I have a hurricane black beauty 11' I got at academy for around 30$. Not too stiff and has a light tip to cast light baits. Great Rod! They should have them in 8,9 and 10 ft too. Ive got a penn battle 8000 on it. Love the combo.


----------



## johnf (Jan 20, 2012)

I talked to a buddy who is better versed on rods. He doesn't think this will be good for what I want. 

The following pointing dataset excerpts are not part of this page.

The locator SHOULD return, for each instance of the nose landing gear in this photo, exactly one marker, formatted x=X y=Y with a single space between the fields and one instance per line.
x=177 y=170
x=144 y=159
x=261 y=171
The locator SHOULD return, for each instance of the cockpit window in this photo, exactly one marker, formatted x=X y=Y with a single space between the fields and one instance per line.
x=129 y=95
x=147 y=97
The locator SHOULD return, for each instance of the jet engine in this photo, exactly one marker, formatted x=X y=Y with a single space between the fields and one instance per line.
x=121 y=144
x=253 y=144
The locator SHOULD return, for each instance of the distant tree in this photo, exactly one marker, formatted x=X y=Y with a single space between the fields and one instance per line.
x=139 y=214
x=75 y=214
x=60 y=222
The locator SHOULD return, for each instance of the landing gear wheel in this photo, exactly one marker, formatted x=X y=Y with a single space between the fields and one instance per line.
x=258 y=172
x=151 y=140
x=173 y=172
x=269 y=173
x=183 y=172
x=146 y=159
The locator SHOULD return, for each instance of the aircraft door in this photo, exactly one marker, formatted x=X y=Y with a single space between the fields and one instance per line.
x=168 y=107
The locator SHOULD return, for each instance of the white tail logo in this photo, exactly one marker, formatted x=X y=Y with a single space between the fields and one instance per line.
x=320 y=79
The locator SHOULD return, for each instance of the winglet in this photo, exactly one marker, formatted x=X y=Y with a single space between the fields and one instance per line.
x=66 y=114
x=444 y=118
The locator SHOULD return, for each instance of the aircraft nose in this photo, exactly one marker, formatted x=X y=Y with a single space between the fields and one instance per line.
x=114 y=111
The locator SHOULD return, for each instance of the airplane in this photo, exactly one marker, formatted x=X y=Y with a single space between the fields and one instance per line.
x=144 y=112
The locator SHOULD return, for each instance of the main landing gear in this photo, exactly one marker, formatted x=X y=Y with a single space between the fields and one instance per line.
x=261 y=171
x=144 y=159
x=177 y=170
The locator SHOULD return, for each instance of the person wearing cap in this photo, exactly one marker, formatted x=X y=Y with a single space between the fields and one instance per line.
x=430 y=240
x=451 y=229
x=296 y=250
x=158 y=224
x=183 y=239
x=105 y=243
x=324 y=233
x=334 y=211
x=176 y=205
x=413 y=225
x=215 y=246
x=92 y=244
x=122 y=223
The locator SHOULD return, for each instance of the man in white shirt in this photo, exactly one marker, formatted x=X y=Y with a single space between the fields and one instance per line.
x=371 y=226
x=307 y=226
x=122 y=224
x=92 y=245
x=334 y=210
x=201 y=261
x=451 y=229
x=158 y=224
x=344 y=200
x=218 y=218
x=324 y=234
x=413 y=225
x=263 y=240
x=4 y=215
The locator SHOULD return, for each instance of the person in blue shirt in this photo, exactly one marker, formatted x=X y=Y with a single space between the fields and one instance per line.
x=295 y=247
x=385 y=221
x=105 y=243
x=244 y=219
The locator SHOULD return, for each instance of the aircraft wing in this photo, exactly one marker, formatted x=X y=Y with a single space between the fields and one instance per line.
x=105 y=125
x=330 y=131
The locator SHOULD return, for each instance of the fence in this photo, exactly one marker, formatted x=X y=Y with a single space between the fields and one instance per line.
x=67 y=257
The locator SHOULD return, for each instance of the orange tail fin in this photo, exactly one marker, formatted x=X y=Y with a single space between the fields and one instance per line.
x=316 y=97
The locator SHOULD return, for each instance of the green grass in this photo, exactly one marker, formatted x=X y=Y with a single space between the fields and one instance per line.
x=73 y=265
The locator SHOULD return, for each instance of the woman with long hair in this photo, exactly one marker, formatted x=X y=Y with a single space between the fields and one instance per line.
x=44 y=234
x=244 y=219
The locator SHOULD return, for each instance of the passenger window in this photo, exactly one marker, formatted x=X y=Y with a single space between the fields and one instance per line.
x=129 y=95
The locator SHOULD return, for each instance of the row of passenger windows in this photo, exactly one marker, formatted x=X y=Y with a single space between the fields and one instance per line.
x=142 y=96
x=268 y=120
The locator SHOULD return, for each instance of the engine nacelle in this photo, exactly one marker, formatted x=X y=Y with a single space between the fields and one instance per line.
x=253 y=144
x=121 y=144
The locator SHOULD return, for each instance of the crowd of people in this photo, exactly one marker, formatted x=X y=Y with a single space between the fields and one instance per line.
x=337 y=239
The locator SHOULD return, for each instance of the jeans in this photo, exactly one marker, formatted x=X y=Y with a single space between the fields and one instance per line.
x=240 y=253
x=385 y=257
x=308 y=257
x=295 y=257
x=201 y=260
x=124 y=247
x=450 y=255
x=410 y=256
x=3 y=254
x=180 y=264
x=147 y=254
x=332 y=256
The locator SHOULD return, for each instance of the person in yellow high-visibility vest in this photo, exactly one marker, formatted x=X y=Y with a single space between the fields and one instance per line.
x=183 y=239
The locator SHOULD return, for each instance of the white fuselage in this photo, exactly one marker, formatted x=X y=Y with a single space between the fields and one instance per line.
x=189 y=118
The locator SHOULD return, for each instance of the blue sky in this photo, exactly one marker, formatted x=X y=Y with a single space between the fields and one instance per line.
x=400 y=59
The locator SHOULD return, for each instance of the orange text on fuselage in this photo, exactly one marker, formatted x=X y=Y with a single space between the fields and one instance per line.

I want something that I can cast lures into the surf that would be a bit more like bass fishing than catfishing. I want something that will throw a gotcha or spook out pretty far.


----------



## straiders98 (Aug 6, 2012)

The thing thats hard about surf fishing is that you want a longer rod soo that you can cast far, but its alot harder to work a lure with a long rod.


----------



## Pompano Joe (Jan 28, 2009)

Search ebay for Palegic rods. They're not super high quality, but fit your description exactly. I purchased a couple from overseas a couple of years back, just to flexible for me. I had the 11s.

joe


----------



## johnf (Jan 20, 2012)

Thanks for the advice Joe, but those seem to run about $350. That's a little steep for a guy who fishes about 5 days a year on the beach.


----------



## zaraspookin (Feb 27, 2010)

I like some of the Cabelas rods, but You might wanna check out something like a BPS Power stick or the Penn power Stick, Both rods can be purchased for $100. Bucks or less, or if you can visit your local Academy Sports, Okuma makes some inexpensive rods that might meet your 5 days a year needs. +1 on Mr.98.. It's hard to find the best of both worlds, when using a longer rod, that will chunk a spook or a gotcha 200' and still be able to work the rod..For me, My go to rod is a BPS Offshore Extreme 7 1/2' casting rod w/ abu 6500 20# power pro braid, no problem in getting the LARGER Lures out there a good distance...just my $.02...if you think it looks good, feels good, smells good, it probably is good!!... Well maybe I was thinking something else.....anyway GOOD luck!!


----------



## johnf (Jan 20, 2012)

Thanks, I primarily crappy and trout fish with ultralight gear on small lakes and streams. Surf fishing is pretty new. I don't honestly know what feels, or looks good when it comes to anything in the ocean. I have been told several times "if it smells like fish, don't eat it".


----------



## straiders98 (Aug 6, 2012)

Go into a bait shop down here, grab a $30 dollar surf rod. If youre only using it five days a year, dont waste your money..


----------



## johnf (Jan 20, 2012)

straiders98 said:


> Go into a bait shop down here, grab a $30 dollar surf rod. If youre only using it five days a year, dont waste your money..


 
There's an answer I can live with. I'm thinking about a SaltStriker from Cabelas for a reel. Has anyone used it? I've been using a $20 Shakespere reel and just throwing it away at the end of the trip, but would like something that will last a little better in the salt.


----------